Existing clinical evidence hasn’t determined a superior therapy for CAD/VAD. The CADISS randomized trial reported no clear difference between strategies, whereas subsequent work, including the open-label TREAT-CAD trial, suggested aspirin didn’t meet noninferiority versus vitamin K antagonists. The therapeutic landscape has further diversified with the advent of direct oral anticoagulants (DOAC), for which comparative data remain largely observational and heterogeneous.

We queried TriNetX to identify patients with a diagnosis of CAD or VAD. Patients were stratified into three groups using recorded medication codes within a month of the dissection diagnosis: antiplatelet agents, warfarin, and DOACs. The index date was the first use of medication. Patients who crossed over to any other study drug and those with intracranial hemorrhage within 7 days before the index medication were excluded. We performed 1:1 propensity-score matching on 15 prespecified covariates spanning outcome-related factors. Cox proportional-hazards models were used to estimate hazard ratios for outcomes during 90 and 180 days of follow-up.
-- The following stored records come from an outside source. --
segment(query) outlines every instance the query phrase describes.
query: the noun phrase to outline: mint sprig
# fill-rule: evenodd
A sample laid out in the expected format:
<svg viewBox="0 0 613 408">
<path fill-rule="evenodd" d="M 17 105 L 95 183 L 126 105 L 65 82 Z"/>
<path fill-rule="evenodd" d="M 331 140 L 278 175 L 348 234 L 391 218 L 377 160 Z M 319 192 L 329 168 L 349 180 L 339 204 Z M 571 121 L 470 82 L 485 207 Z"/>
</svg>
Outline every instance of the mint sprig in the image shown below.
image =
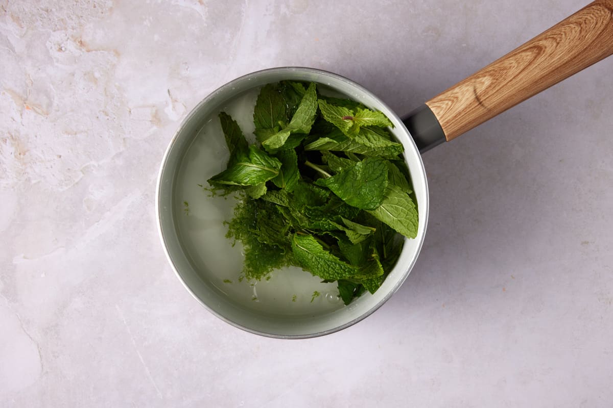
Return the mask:
<svg viewBox="0 0 613 408">
<path fill-rule="evenodd" d="M 243 273 L 261 279 L 296 265 L 337 283 L 348 305 L 375 293 L 418 213 L 403 146 L 382 113 L 321 95 L 314 83 L 262 87 L 253 114 L 257 142 L 219 120 L 230 158 L 211 190 L 238 192 L 227 236 L 242 242 Z M 402 234 L 402 235 L 401 235 Z"/>
</svg>

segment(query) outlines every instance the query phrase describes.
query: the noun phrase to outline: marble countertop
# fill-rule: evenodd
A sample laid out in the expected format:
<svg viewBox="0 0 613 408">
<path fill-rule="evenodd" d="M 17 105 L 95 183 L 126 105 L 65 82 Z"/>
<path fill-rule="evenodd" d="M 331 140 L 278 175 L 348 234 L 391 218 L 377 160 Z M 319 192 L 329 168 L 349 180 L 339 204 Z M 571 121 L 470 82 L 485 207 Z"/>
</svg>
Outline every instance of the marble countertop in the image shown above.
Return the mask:
<svg viewBox="0 0 613 408">
<path fill-rule="evenodd" d="M 357 325 L 260 337 L 175 278 L 156 178 L 210 92 L 310 66 L 408 112 L 584 5 L 331 4 L 0 1 L 0 406 L 613 404 L 613 58 L 424 155 L 421 255 Z"/>
</svg>

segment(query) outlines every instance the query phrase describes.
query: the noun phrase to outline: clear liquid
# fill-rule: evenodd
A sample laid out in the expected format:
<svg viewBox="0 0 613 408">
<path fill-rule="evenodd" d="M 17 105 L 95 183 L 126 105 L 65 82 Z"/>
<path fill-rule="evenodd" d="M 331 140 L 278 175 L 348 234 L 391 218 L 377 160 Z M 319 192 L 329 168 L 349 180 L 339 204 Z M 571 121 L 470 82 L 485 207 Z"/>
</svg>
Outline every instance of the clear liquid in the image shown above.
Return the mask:
<svg viewBox="0 0 613 408">
<path fill-rule="evenodd" d="M 259 89 L 251 89 L 220 107 L 238 124 L 250 143 L 253 108 Z M 343 307 L 335 283 L 294 267 L 275 270 L 270 279 L 239 280 L 245 259 L 240 242 L 226 237 L 234 215 L 232 196 L 211 197 L 203 188 L 207 180 L 224 170 L 229 153 L 216 114 L 200 130 L 183 158 L 175 190 L 177 226 L 185 250 L 205 281 L 230 300 L 252 310 L 276 315 L 321 315 Z M 188 203 L 186 207 L 183 204 Z M 315 292 L 319 296 L 313 297 Z"/>
</svg>

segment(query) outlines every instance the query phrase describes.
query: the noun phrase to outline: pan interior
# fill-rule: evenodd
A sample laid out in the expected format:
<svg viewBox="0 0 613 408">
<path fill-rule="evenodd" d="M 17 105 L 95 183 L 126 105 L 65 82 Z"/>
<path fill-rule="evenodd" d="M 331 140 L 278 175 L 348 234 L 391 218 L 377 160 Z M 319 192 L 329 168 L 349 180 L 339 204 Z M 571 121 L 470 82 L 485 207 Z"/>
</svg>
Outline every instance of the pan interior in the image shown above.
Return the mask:
<svg viewBox="0 0 613 408">
<path fill-rule="evenodd" d="M 226 238 L 224 221 L 232 217 L 232 196 L 211 196 L 206 180 L 225 168 L 229 157 L 220 111 L 237 121 L 253 139 L 253 107 L 264 84 L 282 80 L 314 81 L 321 92 L 359 100 L 386 113 L 405 157 L 418 200 L 420 227 L 406 240 L 398 264 L 375 295 L 346 306 L 335 283 L 302 270 L 275 271 L 268 280 L 242 279 L 240 242 Z M 184 121 L 165 157 L 158 185 L 161 233 L 169 258 L 190 292 L 213 313 L 248 331 L 280 337 L 302 337 L 334 331 L 365 316 L 400 286 L 419 252 L 427 215 L 427 188 L 421 158 L 397 117 L 359 86 L 338 76 L 305 69 L 273 69 L 230 83 L 201 102 Z M 314 296 L 314 294 L 319 295 Z"/>
</svg>

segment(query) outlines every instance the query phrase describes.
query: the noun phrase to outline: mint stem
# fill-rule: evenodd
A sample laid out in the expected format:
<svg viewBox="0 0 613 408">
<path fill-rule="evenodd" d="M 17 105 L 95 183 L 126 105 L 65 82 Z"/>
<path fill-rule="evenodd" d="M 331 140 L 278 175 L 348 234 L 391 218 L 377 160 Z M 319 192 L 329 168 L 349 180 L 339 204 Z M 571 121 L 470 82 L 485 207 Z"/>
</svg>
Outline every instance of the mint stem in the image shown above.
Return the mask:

Outcomes of interest were (1) brain or other organ hemorrhage; (2) all-cause mortality; (3) hospitalization; (4) use of critical care service; (5) emergency department visit; (6) repeat procedure for CAD/VAD; and (7) recurrent stroke or transient ischemic attack (TIA).

Among 26,703 antiplatelet users, 1,266 on DOACs, and 1,548 on warfarin, antiplatelets were associated with higher adverse outcomes than either anticoagulant. Compared with DOACs, warfarin showed higher all-cause mortality and hospitalization. Over long-term follow-up, antiplatelets had the lowest risk of recurrent stroke or TIA versus either anticoagulant but a higher risk of all-cause mortality.

Anticoagulants may have a more favorable safety profile, but confirmatory observational studies and randomized trials are warranted.